Archive for December, 2008

h1

Blast from Joshua Past

December 23, 2008

One of my favorite climbing photos.

Shot by a guy from Belgium who I happened to meet at Joshua Tree.  The climb is called Stemgem.

h1

Arghh The Pain

December 23, 2008

This is just a short post to say that the Hueco 2008/2009 trip has been called of for me… gotta focus on writing my phd thesis!

It was a super hard decision to make, but now it is done so it is time to focus on the indoor training and on the thesis.

h1

Chatt

December 9, 2008

I was super psyched on going outdoors in the deep south while visiting Florida for 10 days, and with plenty of longs days/nights sitting in front of the computer running astronomy programs and editing the thesis, I managed time to climb.

Friday morning two friends and I left for the 7 hour car drive from Gainesville Florida to Chattanooga Tennessee.

Being a climbing fanatic I’m well read on the climbing blogs out there and well aware that Chattanooga is not talked about that much.  It is generally Bishop, Castle Rock, Yosemite, Gunks, South Africa, Switzerland… and so on.  Not so much the deep south.  But hey, if Wills Young and Lisa Rands have decided to make Chattanooga their home (after living in Bishop) then some good climbing can’t be far away.  Truth is that the Deep South has pristine boulders, awesome features, awesome rock, loads of potential, and a chill atmosphere to accompany it all.

It is all a matter of preference.  Sure you don’t have millions of boulders as you may find in South Africa but you have cool streams and golden-yellow/radiant-red blankets of leaves.  You don’t have lions or rattlesnakes or scorpions or tarantulas… you have chill walking around with North Face sweaters on.  Your pick.

What I like most about trips in the south is messing around on hard climbs with good friends.  With temps between 25 and 50 Farenheit (hummm… what? 15 degrees celsius or something) on our first day we went to Rocktown in Georgia with the aim of working on classic lines such as The Orb, and The Vagina… (you only find such names in the south).  Despite feeling much stronger than a year ago, and having trained plenty indoors, I couldn’t piece anything together outdoors.  I felt all disjointed.  Like a wave of energy being channeled into a ragged doll – unable to stay clear and simple and focused on… and I somewhat expected this.

I have learned that only after 3 or 4 days of continuous climbing outdoors do I settle in.  Something happens, somatically.  Some shift.  Short trips are always filled with the need to send, now, make the move right, do it on this try…   The trip to Hueco Tanks last New Years was a great revelation, 10 days of climbing with 1 rest day, and I was noticing how my body settled more and more into climbing.
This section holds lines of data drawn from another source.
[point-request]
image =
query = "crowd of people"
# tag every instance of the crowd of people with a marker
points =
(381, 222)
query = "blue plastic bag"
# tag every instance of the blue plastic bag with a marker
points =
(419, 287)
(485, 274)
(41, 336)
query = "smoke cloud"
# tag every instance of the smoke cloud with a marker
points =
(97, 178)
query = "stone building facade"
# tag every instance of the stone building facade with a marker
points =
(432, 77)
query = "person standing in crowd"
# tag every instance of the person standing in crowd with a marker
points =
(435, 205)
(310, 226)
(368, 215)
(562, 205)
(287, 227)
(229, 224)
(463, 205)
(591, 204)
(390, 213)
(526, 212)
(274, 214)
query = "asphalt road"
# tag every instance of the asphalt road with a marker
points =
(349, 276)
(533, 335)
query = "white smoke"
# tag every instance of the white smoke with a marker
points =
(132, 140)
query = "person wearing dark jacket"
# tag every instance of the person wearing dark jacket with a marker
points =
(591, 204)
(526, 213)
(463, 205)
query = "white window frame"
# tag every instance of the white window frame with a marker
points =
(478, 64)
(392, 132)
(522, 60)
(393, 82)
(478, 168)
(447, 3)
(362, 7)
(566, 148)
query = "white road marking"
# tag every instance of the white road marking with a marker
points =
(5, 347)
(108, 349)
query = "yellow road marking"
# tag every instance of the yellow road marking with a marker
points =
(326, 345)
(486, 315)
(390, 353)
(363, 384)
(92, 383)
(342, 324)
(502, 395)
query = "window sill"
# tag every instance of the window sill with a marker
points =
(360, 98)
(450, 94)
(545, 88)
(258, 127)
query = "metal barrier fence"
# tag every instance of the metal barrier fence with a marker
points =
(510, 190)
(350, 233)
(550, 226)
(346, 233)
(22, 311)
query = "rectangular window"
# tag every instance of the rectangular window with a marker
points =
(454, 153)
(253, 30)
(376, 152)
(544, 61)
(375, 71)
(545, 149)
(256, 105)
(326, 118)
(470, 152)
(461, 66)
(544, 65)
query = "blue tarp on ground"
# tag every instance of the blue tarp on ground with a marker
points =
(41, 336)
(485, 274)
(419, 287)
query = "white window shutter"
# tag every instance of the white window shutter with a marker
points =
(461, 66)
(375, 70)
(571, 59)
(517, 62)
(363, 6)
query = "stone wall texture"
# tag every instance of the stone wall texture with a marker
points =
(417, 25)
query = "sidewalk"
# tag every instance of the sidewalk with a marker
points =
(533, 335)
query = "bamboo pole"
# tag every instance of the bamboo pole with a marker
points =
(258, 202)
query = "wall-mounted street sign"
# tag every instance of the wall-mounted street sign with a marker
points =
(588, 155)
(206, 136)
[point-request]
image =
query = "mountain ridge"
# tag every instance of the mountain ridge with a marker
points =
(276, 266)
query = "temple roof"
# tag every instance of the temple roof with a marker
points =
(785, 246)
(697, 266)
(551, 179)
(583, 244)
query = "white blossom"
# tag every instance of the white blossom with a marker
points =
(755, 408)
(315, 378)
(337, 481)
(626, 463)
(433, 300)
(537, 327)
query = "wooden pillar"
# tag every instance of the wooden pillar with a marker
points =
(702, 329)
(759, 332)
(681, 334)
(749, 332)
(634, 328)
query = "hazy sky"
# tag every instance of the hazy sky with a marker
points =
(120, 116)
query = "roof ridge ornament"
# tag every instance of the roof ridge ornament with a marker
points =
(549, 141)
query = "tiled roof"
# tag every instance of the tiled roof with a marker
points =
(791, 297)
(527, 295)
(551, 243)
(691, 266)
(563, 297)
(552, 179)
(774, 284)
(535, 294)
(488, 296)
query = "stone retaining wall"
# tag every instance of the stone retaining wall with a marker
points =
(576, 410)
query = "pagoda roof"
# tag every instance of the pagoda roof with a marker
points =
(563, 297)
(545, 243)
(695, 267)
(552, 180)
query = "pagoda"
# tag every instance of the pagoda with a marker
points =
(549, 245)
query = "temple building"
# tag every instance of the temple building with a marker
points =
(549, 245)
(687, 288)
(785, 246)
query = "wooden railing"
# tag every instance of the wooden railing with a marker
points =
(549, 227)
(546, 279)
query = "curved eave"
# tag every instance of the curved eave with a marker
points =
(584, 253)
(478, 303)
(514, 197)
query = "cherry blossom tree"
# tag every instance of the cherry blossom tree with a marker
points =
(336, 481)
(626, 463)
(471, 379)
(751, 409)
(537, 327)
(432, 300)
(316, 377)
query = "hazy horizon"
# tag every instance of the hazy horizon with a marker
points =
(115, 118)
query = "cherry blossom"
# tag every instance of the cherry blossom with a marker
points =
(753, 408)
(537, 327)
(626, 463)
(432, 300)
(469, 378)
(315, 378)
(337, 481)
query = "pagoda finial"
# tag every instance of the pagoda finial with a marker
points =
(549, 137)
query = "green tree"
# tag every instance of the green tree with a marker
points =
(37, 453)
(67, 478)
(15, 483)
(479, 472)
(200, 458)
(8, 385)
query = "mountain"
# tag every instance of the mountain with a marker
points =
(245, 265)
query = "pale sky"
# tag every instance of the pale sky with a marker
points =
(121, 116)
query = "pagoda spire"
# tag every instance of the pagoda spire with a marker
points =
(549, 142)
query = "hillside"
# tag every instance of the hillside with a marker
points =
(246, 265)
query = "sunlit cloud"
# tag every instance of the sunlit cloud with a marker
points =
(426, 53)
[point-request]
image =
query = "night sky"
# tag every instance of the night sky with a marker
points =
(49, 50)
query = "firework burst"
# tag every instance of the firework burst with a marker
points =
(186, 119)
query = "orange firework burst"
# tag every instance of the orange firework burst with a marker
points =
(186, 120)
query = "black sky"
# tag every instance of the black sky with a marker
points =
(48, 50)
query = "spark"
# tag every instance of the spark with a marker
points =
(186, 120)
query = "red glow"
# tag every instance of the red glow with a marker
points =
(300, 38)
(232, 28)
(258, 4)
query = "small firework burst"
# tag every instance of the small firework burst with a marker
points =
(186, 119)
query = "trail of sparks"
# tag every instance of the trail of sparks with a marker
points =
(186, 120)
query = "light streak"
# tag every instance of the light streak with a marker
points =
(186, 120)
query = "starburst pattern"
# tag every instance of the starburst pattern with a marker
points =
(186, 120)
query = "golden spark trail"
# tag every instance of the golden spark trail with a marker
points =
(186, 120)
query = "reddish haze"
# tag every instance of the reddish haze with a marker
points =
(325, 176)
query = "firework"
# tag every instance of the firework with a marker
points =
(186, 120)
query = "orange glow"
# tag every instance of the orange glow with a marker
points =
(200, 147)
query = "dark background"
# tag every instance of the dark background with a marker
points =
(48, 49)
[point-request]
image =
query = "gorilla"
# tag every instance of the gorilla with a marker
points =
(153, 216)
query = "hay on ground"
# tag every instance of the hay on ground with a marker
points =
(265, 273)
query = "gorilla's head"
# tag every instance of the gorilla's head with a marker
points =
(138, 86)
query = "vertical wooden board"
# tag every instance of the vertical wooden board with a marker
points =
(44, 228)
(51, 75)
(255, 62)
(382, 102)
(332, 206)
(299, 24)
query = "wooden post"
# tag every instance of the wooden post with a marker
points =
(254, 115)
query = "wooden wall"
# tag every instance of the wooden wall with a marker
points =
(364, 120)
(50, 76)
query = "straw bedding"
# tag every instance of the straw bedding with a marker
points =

So I focused on having fun, which is what I do best, and with that mentality still managed to pull-off the FA of the bong by being the first (and only one) in sticking the first two moves on Digital Scales!  And thoroughly enjoyed watching a friend crush, flashing, nearly all the climbs we got on – Florida gym rats.

There are some rad classics I hope to come back to on a longer trip.  The Orb for sure.

The second day turned out to be just as good as the first, not without some challenges though as many of the members of our group had either gotten physically injured or metally injured (when the soreness of the body starts telling you to not climb on an amazing perfect weather day).  Some left and others headed out to enjoy the rock at Laurel Snow (aka Dayton Pocket(s)).  Top of the agenda was River Dance, a V9 I had done in a day last year, shortly after its first ascent by Jimmy Webb, and that had gained reputation as one of the raddest climbs in the Southeast.

The group converged there and we had a short warm up on two-move V0s before RD called to us.  I was interested in the low start (V11/12) but looking at the holds and my performance yesterday I was realistic and decided to play on the original line.  I tried it a couple of times and failed in nearly all the moves individually; my finger was bleeding and I was content to take video and shout insultingly-comical remarks at the friends trying the route.  Unexpectedly my ego was to get a boost as first some strong Vdouble-digit friends showed up followed by a high-profile climber and they all set their eyes on sending this classic.  I thought for sure there would be flashes but in fact no flashes and only one send.  So a part of me was all happy for having done this line last year (even though I couldn’t move on it this day) which uber-strong climbers couldn’t do.

Soo, two days of an awesome climbing trip with great friends pulling down on bullet-proof rock nestled in a pristine low-key location.  Videos to come shortly.